The Commercial Appeal praised the production's set design, wardrobe and makeup, which captured "the shaggy end of the early 1970s". However, Oswald felt that this was "over the top ... kitsch".

===Nominations and awards===
The film received four nominations in the TV Movie categories at the 2nd Canadian Screen Awards: Best TV Movie, Best Lead Actor, Best Lead Actress and Best Direction. It was also nominated for 12 Leo Awards, winning 8.

The Canadian Media Fund stated that among the English-language dramas it supported, Mr. Hockey was in the top four for recognitions received in 2014–15 awards season.

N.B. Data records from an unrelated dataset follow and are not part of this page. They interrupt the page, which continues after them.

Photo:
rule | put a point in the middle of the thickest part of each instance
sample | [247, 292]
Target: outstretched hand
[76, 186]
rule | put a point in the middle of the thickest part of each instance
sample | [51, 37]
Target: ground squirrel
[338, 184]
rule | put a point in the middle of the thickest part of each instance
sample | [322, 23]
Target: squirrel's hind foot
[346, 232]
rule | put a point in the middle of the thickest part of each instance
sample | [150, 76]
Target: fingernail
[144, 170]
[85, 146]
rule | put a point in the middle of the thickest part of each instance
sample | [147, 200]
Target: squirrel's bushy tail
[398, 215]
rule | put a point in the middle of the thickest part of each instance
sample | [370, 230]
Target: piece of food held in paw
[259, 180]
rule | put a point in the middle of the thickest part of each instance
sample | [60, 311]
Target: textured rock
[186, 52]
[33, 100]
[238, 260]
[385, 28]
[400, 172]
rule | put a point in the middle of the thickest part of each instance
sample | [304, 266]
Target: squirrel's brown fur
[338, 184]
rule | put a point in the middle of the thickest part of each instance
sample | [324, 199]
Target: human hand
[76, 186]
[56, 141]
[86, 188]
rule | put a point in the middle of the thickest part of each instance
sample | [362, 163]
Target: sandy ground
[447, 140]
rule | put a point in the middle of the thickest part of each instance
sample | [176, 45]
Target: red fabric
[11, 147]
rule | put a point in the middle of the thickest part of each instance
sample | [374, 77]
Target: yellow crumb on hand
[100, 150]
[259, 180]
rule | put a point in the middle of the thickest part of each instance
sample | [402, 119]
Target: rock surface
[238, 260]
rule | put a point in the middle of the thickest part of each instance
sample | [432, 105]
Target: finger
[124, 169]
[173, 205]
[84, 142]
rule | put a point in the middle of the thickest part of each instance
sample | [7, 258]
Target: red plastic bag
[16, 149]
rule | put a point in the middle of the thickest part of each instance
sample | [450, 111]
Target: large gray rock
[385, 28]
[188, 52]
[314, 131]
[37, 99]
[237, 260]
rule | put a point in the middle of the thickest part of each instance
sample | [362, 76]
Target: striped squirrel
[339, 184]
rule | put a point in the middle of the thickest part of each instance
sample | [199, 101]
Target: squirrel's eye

| Award | Category | Recipients | Result | Ref. |
| 2nd Canadian Screen Awards | Best Dramatic Mini-Series or TV Movie | Brendon Sawatzky, Ian Dimerman, Karyn Edwards, Shawn Williamson, Stephen Hegyes | Nominated |  |
| Lead actor, television film or miniseries | Michael Shanks | Nominated |
| Lead actress, television film or miniseries | Kathleen Robertson | Nominated |
| Best Direction, Dramatic Program or Miniseries | Andy Mikita | Nominated |
| 2014 Leo Awards | Best Television Movie | Mr. Hockey: The Gordie Howe Story | Won |  |
| Best Lead Performance, Male, TV Movie | Michael Shanks | Won |
| Best Lead Performance, Female, TV Movie | Kathleen Robertson | Won |
| Best Supporting Performance, Male, TV Movie | Dylan Playfair | Won |
| Best Direction, TV Movie | Andy Mikita | Nominated |  |
| Best Screenwriting, TV Movie | Malcom MacRury | Nominated |
| Best Cinematography, TV Movie | James Alfred Menard | Won |
| Best Picture Editing, TV Movie | Jason Dale | Nominated |
| Best Overall Sound, TV Movie | Kelly Cole, Bill Mellow, Chris Gilling | Nominated |
| Best Sound Editing, TV Movie | Kirby Jinnah, Jmaes Fonnyadt, Ken Cade, Brian Campbell | Won |
| Best Production Design, TV Movie | Gordon Wilding | Won |
| Best Costume Design, TV Movie | Brenda Shenher | Won |
| 2014 ACTRA Manitoba Awards | Most Outstanding Performance by a Female Artist, TV | Ali Tataryn | Nominated |  |

==Memoir==
In 2014, at age 86, Howe released his memoir, Mr. Hockey: My Story. The book covers his impoverished childhood, his five-decade hockey career through the transformation of struggling athletes to elite multi-millionaires, and his experience as part of the only father-and-sons team-up in major North American pro sports. A review in Publishers Weekly described it as "genial" and "vivid".